Oklahoma Gas and Electric Co. has big plans for its aging Mustang natural gas plant and wants to install scrubbers at its Sooner coal plant in Red Rock to comply with environmental regulations, the utility said in a planning update submitted to Oklahoma regulators.
While it’s too early to determine exact costs, OG&E representatives said the changes could increase customer bills by 15 to 20 percent when it’s fully implemented by 2019.
OG&E said its plan meets federal mandates in a way that preserves reliability and minimizes the effect on customers.
“Unfortunately, all alternatives available to the company increase customer costs,” the utility said in a draft Integrated Resource Plan submitted to the Oklahoma Corporation Commission.
In the update, OG&E said it wants to convert two of the three coal units at its Muskogee plant to use natural gas.

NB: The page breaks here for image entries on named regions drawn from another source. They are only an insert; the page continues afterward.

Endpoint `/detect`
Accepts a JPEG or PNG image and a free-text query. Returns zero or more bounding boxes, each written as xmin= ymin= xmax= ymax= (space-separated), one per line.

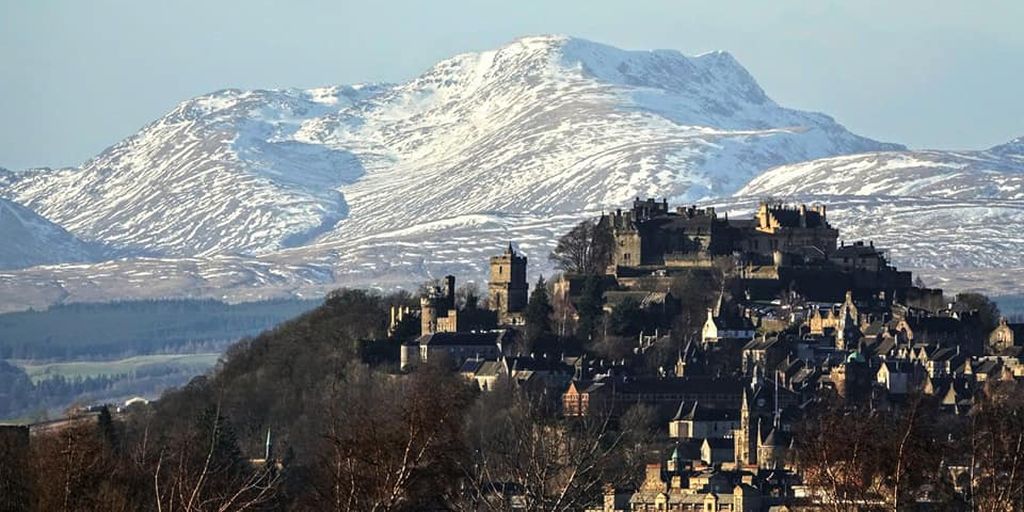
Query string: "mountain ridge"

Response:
xmin=0 ymin=36 xmax=1013 ymax=311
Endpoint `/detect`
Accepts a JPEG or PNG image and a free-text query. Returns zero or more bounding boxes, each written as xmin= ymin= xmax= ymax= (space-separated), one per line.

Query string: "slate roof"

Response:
xmin=416 ymin=331 xmax=509 ymax=346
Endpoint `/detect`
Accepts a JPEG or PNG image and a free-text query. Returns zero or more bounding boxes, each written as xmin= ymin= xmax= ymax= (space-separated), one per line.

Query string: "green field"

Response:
xmin=10 ymin=352 xmax=220 ymax=382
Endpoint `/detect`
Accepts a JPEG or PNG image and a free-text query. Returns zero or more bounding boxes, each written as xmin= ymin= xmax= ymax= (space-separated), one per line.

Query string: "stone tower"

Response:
xmin=487 ymin=243 xmax=528 ymax=325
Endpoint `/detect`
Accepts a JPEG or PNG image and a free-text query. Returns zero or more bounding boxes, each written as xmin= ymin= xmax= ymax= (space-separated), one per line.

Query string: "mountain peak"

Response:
xmin=988 ymin=135 xmax=1024 ymax=156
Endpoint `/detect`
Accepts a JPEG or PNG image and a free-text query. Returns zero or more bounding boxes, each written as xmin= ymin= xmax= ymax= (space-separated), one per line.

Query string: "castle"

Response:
xmin=600 ymin=198 xmax=839 ymax=268
xmin=598 ymin=199 xmax=917 ymax=301
xmin=487 ymin=243 xmax=528 ymax=326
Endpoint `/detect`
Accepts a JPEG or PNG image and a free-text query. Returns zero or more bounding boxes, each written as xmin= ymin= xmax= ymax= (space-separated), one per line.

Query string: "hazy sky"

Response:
xmin=0 ymin=0 xmax=1024 ymax=169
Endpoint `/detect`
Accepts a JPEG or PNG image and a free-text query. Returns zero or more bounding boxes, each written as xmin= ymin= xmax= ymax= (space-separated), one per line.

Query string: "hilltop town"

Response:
xmin=0 ymin=198 xmax=1024 ymax=512
xmin=390 ymin=199 xmax=1024 ymax=512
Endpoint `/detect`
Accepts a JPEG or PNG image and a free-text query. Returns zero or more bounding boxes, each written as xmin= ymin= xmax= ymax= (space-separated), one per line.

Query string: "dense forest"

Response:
xmin=0 ymin=218 xmax=1024 ymax=512
xmin=0 ymin=284 xmax=1024 ymax=511
xmin=0 ymin=300 xmax=321 ymax=360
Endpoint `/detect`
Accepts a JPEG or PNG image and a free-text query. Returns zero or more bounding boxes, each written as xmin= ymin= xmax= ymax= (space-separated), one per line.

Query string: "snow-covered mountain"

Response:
xmin=0 ymin=199 xmax=103 ymax=269
xmin=738 ymin=137 xmax=1024 ymax=201
xmin=0 ymin=36 xmax=1016 ymax=309
xmin=728 ymin=137 xmax=1024 ymax=293
xmin=3 ymin=37 xmax=897 ymax=260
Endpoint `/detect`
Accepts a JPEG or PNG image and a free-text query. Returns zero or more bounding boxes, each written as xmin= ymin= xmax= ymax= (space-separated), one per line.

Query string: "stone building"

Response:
xmin=487 ymin=243 xmax=529 ymax=326
xmin=600 ymin=199 xmax=839 ymax=268
xmin=399 ymin=329 xmax=515 ymax=371
xmin=669 ymin=401 xmax=739 ymax=442
xmin=420 ymin=275 xmax=459 ymax=335
xmin=986 ymin=318 xmax=1024 ymax=354
xmin=589 ymin=452 xmax=762 ymax=512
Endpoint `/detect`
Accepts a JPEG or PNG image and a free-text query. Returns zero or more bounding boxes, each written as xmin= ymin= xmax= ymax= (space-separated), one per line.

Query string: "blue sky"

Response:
xmin=0 ymin=0 xmax=1024 ymax=169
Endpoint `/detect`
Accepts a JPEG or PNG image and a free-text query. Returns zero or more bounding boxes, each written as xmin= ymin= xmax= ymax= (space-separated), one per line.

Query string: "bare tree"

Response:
xmin=457 ymin=392 xmax=629 ymax=511
xmin=548 ymin=219 xmax=614 ymax=273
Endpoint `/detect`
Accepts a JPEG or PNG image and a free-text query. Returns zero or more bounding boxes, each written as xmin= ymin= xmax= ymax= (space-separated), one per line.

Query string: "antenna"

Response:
xmin=775 ymin=370 xmax=780 ymax=428
xmin=263 ymin=428 xmax=272 ymax=464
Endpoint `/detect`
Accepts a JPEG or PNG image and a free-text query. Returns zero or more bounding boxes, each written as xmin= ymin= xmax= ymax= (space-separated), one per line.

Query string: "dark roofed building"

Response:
xmin=401 ymin=329 xmax=515 ymax=369
xmin=669 ymin=401 xmax=739 ymax=442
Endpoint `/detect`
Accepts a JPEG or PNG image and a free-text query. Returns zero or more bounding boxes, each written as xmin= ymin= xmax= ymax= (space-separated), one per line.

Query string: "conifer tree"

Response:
xmin=526 ymin=275 xmax=554 ymax=342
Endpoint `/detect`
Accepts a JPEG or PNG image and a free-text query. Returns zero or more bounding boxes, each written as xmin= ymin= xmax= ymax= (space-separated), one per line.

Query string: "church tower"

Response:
xmin=487 ymin=243 xmax=528 ymax=325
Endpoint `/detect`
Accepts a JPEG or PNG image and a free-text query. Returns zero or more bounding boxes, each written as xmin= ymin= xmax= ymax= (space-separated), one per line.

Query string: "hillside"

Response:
xmin=723 ymin=138 xmax=1024 ymax=295
xmin=0 ymin=195 xmax=104 ymax=269
xmin=0 ymin=36 xmax=902 ymax=310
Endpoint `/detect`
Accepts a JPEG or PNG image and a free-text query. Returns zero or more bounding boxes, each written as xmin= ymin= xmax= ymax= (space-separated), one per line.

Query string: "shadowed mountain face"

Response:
xmin=726 ymin=138 xmax=1024 ymax=294
xmin=0 ymin=36 xmax=1011 ymax=311
xmin=0 ymin=199 xmax=103 ymax=269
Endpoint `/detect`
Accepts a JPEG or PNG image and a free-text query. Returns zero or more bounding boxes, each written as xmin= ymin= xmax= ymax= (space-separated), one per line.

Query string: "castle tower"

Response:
xmin=487 ymin=243 xmax=528 ymax=325
xmin=420 ymin=293 xmax=437 ymax=335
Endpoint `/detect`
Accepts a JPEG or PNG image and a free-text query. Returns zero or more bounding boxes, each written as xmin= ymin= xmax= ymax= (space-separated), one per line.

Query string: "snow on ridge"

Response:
xmin=736 ymin=142 xmax=1024 ymax=200
xmin=0 ymin=36 xmax=929 ymax=307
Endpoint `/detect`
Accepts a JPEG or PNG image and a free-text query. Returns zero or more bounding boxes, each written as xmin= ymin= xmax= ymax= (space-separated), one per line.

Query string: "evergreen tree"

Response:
xmin=526 ymin=275 xmax=554 ymax=342
xmin=608 ymin=297 xmax=645 ymax=336
xmin=575 ymin=274 xmax=604 ymax=341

The utility also wants to replace natural gas-powered steam units from the 1950s at its Mustang plant with modern, quick-fired combustion turbine natural gas units.
“With this plan, we’re moving a lot further into the (natural) gas area, but we are preserving some coal for fuel diversity, which is a very important part of our planning,” said OG&E attorney Kimber Shoop. “We really feel strongly that fuel diversity is important for our customers because of the insurance against the increase in costs of one particular fuel.”
The utility’s planning document forecasts that natural gas will be twice as expensive as coal.
Whitney Pearson, with the Sierra Club’s Beyond Coal campaign in Oklahoma, said the utility has taken a “half step in the right direction through its decision to reduce coal use at its largest and dirtiest power plant.”
Pearson said the Sierra Club was disappointed OG&E isn’t taking more advantage of low-cost wind resources available in Oklahoma and will continue to buy coal from Wyoming. The Sierra Club wants OG&E to phase out all its coal plants, a decision already taken by the state’s other large electric utility, Public Service Co. of Oklahoma.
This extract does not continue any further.